A previous study has revealed that miR-148a-3p was significantly up-regulated during fetal liver development, and its target gene also participated in the differentiation process of liver cells [48]. miR-148a-3p could induce hepatocytic differentiation by inhibiting the IKKα/NUMB/NOTCH signaling pathway [49]. In domestic animals, miR-148a-3p was highly expressed in fetal bovine skeletal muscle, but decreased in the growing myocytes. It was found that the overexpression of miR-148a-3p could inhibit the proliferation of myocytes and promote the proliferation of myocytes after interference [50]. In rabbits, miR-148a-3p is not only highly expressed in white adipose tissue at early growth stage, but also gradually increased in the differentiation process of preadipocytes cultured in vitro [51]. In pigs, miR-148a-3p was always highly expressed during the development of skeletal muscle, which was speculated to be related to the proliferation, generation and apoptosis of muscle cells [52].
Here, QKI was confirmed to be a target gene of miR-148a-3p in goat rumens. QKI is a kind of RNA binding protein, which is a member of RNA signal transduction and activation family and plays an important role in mammalian embryo development. QKI protein has a maxi-KH domain, which is transcriptionally controlled by QKI-RNA recognition element CUAAC sequence, which is involved in many RNA metabolic processes, and has a target regulatory role in the localization, translation, transport and stability of mRNA [53]. The main subtypes of QKI are QKI5, QKI6 and QKI7, in which QKI5 mainly exists in the nucleus, QKI6 is distributed in all parts of the cell, and QKI7 mainly exists in the cytoplasm. The expression of QKI was regulated by various miRNAs, which affected its biological functions. For example, miR-214 can target and regulate the expression of QKI and participate in the differentiation of vascular smooth muscle cells [54]. miR-148a-3p could affect the proliferation of cancer cells by targeting QKI5 [55]. In addition, QKI can also act on miRNAs precursor and feedback regulate miRNAs expression [16].

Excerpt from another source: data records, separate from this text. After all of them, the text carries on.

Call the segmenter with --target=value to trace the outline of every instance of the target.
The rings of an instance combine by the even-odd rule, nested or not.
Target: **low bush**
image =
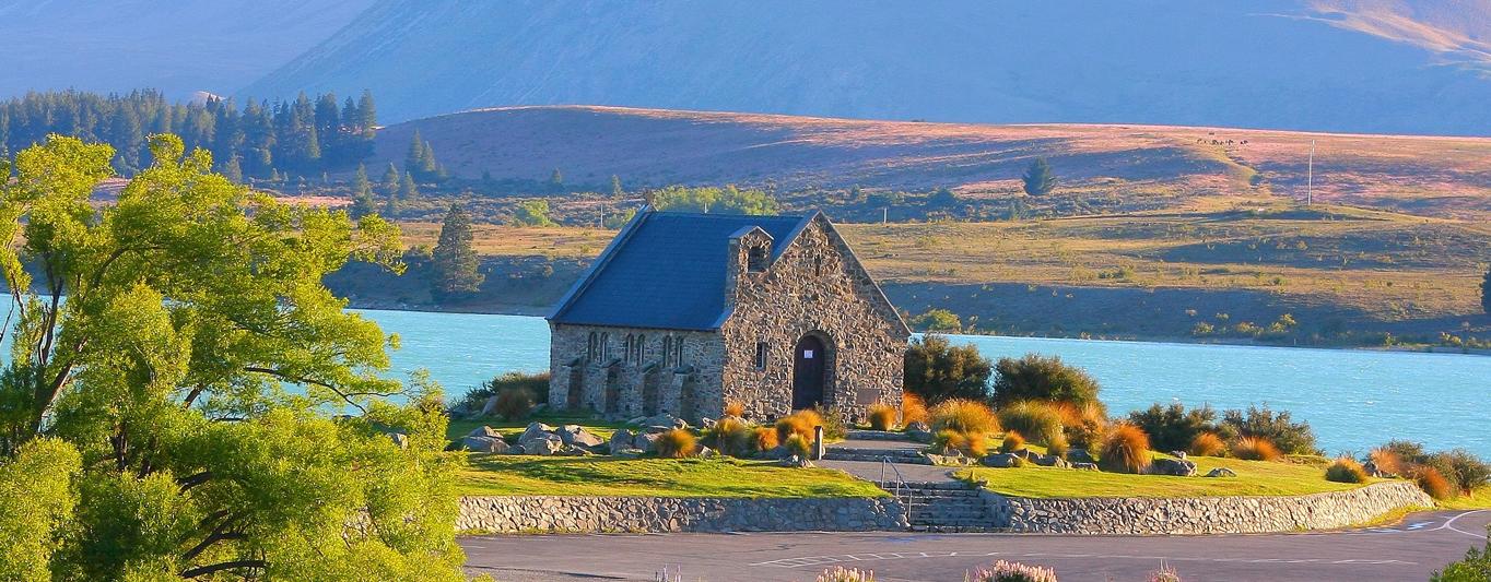
[[[672,429],[658,436],[658,455],[663,458],[693,457],[699,450],[698,439],[687,429]]]
[[[869,427],[875,430],[890,430],[896,427],[896,406],[875,402],[865,409],[869,417]]]
[[[1196,457],[1221,457],[1227,453],[1227,444],[1217,433],[1200,433],[1191,439],[1191,445],[1185,451]]]
[[[1449,484],[1445,473],[1440,473],[1439,469],[1430,466],[1415,467],[1413,482],[1416,482],[1418,488],[1424,490],[1424,493],[1428,493],[1430,497],[1440,502],[1455,496],[1455,487]]]
[[[537,397],[532,390],[526,387],[502,388],[497,393],[497,403],[494,412],[498,418],[513,421],[519,418],[526,418],[529,412],[534,411]]]
[[[953,399],[932,406],[932,430],[957,430],[965,435],[999,432],[999,420],[983,402]]]
[[[929,423],[930,420],[932,417],[927,414],[927,405],[921,400],[921,396],[910,391],[901,394],[901,426]]]
[[[1284,453],[1279,453],[1273,442],[1261,436],[1243,436],[1238,442],[1232,444],[1232,455],[1242,458],[1245,461],[1279,461],[1284,460]]]
[[[802,438],[813,442],[813,427],[823,426],[823,417],[819,411],[811,408],[792,412],[786,417],[777,418],[777,441],[787,442],[792,435],[802,435]]]
[[[808,458],[813,454],[813,439],[799,433],[787,435],[787,439],[781,445],[787,448],[787,454],[795,454],[801,458]]]
[[[1041,400],[1021,400],[1000,408],[999,426],[1018,432],[1038,445],[1050,445],[1063,436],[1062,412]]]
[[[965,576],[969,582],[1056,582],[1056,570],[1014,561],[996,561]]]
[[[756,451],[756,430],[740,417],[725,417],[710,429],[714,448],[731,457],[746,457]]]
[[[1024,438],[1014,430],[1005,430],[1005,439],[999,444],[999,453],[1014,453],[1024,448]]]
[[[993,402],[1000,408],[1020,400],[1097,402],[1097,381],[1060,356],[1002,357],[994,374]]]
[[[1321,454],[1315,447],[1315,432],[1309,423],[1294,423],[1285,411],[1273,412],[1269,406],[1248,406],[1246,412],[1227,411],[1221,424],[1238,436],[1267,439],[1287,454]]]
[[[1217,411],[1206,405],[1187,411],[1179,402],[1169,406],[1156,403],[1148,409],[1129,412],[1129,423],[1150,435],[1150,445],[1156,450],[1184,451],[1197,435],[1217,432]]]
[[[777,436],[777,429],[772,427],[759,426],[751,430],[751,438],[757,451],[771,451],[781,445],[781,439]]]
[[[847,569],[835,566],[823,570],[817,582],[875,582],[875,573],[869,570]]]
[[[1097,448],[1108,433],[1108,411],[1102,402],[1057,402],[1056,409],[1062,412],[1062,432],[1066,442],[1081,448]]]
[[[1325,481],[1361,484],[1367,482],[1367,470],[1351,457],[1340,457],[1325,467]]]
[[[1114,473],[1142,473],[1150,467],[1150,436],[1133,424],[1115,424],[1103,439],[1097,466]]]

Previous studies reported that the expression of miR-148a-3p was affected by methylation. The expression of QKI was also affected by the methylation level of its promoter region, which contained CpG islands in the upstream region of pre-miR-148a-3p [56]. Meanwhile, miR-148a-3p also regulated the expression of DNMT1 and affected the physiological processes of different cells [57-59]. The binding site of miR-148a-3p was also confirmed to be existance in the 3′-UTR of DNMT1. Thus, It is speculated that the expression of miR-148a-3p should be regulated by epigenetics [60]. In this study, we found that the expression of miR-148a-3p was significantly different in the rumen tissues between embryonic stage and after weaning. miR-148a-3p may affect cell proliferation by binding to QKI5 3'-UTR and inhibiting its expression. Therefore, during rumen development, DNA methylation whether involve in and how to regulate the expression of miR-148a-3p and QKI remains to be further studied.